On January 14 the US Department of Justice announced that the Joint Terrorism Task Force had disrupted the latest “domestic terrorism plot” — this time by “a Cincinnati-area man … to attack the U.S. Capital and kill government officials.” House Speaker John Boehner immediately cited the disrupted plot as evidence that Congress should think carefully before refusing to renew the NSA’s bulk data collection powers. Only it turns out the feds had at least as much to do with hatching the plot as did the alleged plotter, Christopher Cornell.
The FBI investigator became aware of Cornell’s pro-ISIS comments on Twitter thanks to a tip-off from an unnamed informant who “began cooperating with the FBI in order to obtain favorable treatment with respect to his criminal exposure on an unrelated case.” The informant, on FBI orders, arranged two meetings with Cornell where they discussed attacks on the capital, after which the FBI arrested him to “prevent” the attacks. In other words, it identified Cornell as a suspect entirely on the basis of his expression of radical political opinions, with the help of a jailhouse snitch who rolled over in response to prosecutorial blackmail. And the actual “plot” was worked out only in subsequently arranged meetings in which one party — working for the FBI — may well have been leading Cornell. It wasn’t for nothing that ecological activist Judi Bari said “the first person to mention bringing dynamite is probably a fed.”

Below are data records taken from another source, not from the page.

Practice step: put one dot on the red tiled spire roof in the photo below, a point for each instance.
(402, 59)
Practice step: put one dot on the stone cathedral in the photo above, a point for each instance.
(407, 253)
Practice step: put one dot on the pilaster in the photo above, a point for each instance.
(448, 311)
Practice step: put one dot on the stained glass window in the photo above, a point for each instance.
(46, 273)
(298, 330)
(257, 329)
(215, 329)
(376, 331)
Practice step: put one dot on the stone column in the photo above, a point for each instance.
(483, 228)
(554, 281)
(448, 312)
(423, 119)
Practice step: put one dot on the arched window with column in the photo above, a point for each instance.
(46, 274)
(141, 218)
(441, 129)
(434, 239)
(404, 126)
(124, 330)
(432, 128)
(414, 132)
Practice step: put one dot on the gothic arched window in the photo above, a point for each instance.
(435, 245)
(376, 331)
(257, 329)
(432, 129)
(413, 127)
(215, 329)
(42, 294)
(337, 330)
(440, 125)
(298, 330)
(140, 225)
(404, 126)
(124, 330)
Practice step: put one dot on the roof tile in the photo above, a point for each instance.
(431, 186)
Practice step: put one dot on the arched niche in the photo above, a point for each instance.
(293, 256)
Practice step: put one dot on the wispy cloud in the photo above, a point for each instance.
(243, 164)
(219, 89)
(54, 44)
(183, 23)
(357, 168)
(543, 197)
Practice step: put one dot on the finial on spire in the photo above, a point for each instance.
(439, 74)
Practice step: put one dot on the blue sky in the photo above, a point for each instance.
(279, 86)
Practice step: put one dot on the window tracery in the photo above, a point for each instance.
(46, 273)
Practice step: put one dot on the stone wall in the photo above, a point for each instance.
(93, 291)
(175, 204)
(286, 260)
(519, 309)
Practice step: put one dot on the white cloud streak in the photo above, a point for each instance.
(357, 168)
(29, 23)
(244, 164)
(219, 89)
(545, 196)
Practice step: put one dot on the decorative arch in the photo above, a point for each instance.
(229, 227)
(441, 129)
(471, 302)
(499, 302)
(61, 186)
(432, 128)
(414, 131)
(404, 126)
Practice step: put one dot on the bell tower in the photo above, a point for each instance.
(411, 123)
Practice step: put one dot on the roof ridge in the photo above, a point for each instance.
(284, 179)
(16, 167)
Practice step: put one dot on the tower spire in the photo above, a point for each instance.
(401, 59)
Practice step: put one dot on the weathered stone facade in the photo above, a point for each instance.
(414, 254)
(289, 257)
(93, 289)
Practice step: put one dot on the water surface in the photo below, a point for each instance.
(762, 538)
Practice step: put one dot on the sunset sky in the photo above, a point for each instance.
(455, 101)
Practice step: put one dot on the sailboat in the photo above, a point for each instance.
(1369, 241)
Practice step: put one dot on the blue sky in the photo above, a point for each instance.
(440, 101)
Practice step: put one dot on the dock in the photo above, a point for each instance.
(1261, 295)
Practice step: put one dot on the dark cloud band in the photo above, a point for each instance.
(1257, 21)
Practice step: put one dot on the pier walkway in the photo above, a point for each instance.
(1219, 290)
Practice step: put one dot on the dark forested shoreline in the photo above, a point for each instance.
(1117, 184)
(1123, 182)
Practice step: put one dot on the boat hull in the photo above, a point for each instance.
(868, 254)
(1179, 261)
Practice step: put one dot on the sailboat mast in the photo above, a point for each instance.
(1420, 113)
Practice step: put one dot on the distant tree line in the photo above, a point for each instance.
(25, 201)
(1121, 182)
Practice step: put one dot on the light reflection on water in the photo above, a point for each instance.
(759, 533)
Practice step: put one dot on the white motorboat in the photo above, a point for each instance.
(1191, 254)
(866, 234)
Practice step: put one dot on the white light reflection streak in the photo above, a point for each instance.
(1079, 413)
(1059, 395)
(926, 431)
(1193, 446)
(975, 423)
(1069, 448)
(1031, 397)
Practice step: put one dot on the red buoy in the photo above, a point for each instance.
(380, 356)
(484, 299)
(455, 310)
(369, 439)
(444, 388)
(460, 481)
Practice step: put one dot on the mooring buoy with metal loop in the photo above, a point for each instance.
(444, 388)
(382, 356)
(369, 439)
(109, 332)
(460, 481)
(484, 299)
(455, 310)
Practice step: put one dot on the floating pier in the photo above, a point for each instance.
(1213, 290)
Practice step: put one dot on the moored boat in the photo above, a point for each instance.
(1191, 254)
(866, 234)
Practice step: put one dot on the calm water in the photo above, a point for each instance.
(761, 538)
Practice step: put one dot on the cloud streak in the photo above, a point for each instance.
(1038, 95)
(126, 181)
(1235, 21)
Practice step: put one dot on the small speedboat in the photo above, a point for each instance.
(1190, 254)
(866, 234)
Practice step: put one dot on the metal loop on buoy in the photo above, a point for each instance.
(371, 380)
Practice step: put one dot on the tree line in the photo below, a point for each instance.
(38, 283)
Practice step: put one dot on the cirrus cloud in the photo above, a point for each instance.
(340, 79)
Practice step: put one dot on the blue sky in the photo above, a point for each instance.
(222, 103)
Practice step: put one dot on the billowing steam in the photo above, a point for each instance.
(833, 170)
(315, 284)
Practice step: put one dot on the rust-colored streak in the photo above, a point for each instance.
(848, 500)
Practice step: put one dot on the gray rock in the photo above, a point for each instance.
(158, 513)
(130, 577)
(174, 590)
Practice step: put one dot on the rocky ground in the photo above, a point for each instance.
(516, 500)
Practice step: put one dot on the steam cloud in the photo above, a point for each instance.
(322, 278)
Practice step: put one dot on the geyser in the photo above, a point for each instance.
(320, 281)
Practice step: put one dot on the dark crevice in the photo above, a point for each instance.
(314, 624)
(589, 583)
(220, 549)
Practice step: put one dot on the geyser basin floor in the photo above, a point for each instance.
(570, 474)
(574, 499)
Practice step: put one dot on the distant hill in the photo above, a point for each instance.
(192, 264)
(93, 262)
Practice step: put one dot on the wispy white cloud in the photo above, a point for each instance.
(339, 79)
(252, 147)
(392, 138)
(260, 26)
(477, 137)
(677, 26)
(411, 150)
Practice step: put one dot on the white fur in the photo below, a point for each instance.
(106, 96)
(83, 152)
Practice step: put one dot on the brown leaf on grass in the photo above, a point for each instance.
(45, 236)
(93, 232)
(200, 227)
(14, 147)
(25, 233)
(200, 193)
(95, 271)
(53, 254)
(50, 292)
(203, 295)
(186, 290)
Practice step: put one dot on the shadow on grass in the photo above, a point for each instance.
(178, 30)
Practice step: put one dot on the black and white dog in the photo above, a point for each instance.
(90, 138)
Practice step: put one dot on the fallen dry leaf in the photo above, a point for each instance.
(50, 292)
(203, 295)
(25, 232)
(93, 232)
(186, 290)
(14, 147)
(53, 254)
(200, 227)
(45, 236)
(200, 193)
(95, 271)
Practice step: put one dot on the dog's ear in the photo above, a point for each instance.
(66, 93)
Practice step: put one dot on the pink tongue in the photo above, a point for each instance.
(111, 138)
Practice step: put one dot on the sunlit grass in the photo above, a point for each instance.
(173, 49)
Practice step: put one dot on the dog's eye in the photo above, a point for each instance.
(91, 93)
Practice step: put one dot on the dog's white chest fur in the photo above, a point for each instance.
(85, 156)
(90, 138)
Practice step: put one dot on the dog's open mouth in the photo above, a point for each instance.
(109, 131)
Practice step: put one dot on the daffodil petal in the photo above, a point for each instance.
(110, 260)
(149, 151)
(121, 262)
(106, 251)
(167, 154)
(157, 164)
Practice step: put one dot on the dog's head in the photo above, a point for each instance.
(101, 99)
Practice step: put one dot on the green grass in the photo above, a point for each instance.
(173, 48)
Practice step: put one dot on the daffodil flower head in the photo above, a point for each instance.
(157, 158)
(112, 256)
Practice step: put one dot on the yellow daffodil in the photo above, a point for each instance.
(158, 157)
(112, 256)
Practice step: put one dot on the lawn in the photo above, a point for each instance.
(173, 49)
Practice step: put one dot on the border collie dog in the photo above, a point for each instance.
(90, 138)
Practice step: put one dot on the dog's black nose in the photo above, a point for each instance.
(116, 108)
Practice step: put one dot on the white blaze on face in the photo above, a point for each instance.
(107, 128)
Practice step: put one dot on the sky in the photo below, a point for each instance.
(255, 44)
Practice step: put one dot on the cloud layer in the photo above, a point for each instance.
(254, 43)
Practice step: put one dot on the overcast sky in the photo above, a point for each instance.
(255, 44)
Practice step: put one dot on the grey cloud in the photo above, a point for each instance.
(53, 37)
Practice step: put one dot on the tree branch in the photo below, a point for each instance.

In this the Cornell case has a lot in common with a great many other so-called “domestic terrorism plots” federal law enforcement has “disrupted,” going back to the Lackawanna Six. A good example is the so-called “plot” of the Newburgh Four, who supposedly plotted to blow up synagogues and attack a military base. The judge commented that the government “came up with the crime, provided the means, and removed all relevant obstacles,” in the process making a terrorist out of a man “whose buffoonery is positively Shakespearean in scope” (“US: Terrorism Prosecutions Often An Illusion,” Human Rights Watch, July 21, 2014).
This reminds me of a story I read — from Dilbert cartoonist Scott Adams, I think — about a software company that offered programmers a bonus for every bug they detected in code. Predictably, creating bugs to “detect” became a major source of revenue for employees. H.L. Mencken once remarked on government’s tendency “to keep the populace alarmed (and hence clamorous to be led to safety) by menacing it with an endless series of hobgoblins, all of them imaginary.”
We see this in the dismaying, Starship Troopers-like media narrative involving any and all armed government personnel in uniform. Last weekend’s highest U.S. box office receipts came not from Selma (the story of oppressed people organizing to fight for their freedom) but from American Sniper. The latter movie glorifies a vile wretch who gloated over all the “savages” (his word for any male age 16 to 60) he murdered in Iraq, on the grounds that he was saving American troops from being shot at. Never mind that the people in Iraq were shooting back at an invading army in their own country. Domestically, we see the same phenomenon with shows like COPS, and local news coverage of police in paramilitary gear (breathlessly referred to as “the authorities” by nitwit reporters) storming alleged “meth labs.”
And remember, the very concept of a “sting operation” (also known as “entrapment”) invokes the principle that some human beings are superior to the law. The first professional police forces were justified on the grounds that they were simply being paid to exercise the same posse comitatus powers of “citizen’s arrest” possessed by any other member of society. By that standard, if it’s illegal for an ordinary citizen to solicit or instigate illegal activity, it should be illegal for anyone — including uniformed state officials.
But most importantly, this is an example of how the state mostly “solves” problems of its own making — and has an incentive to keep creating more problems to justify giving it the power and resources to “solve” them.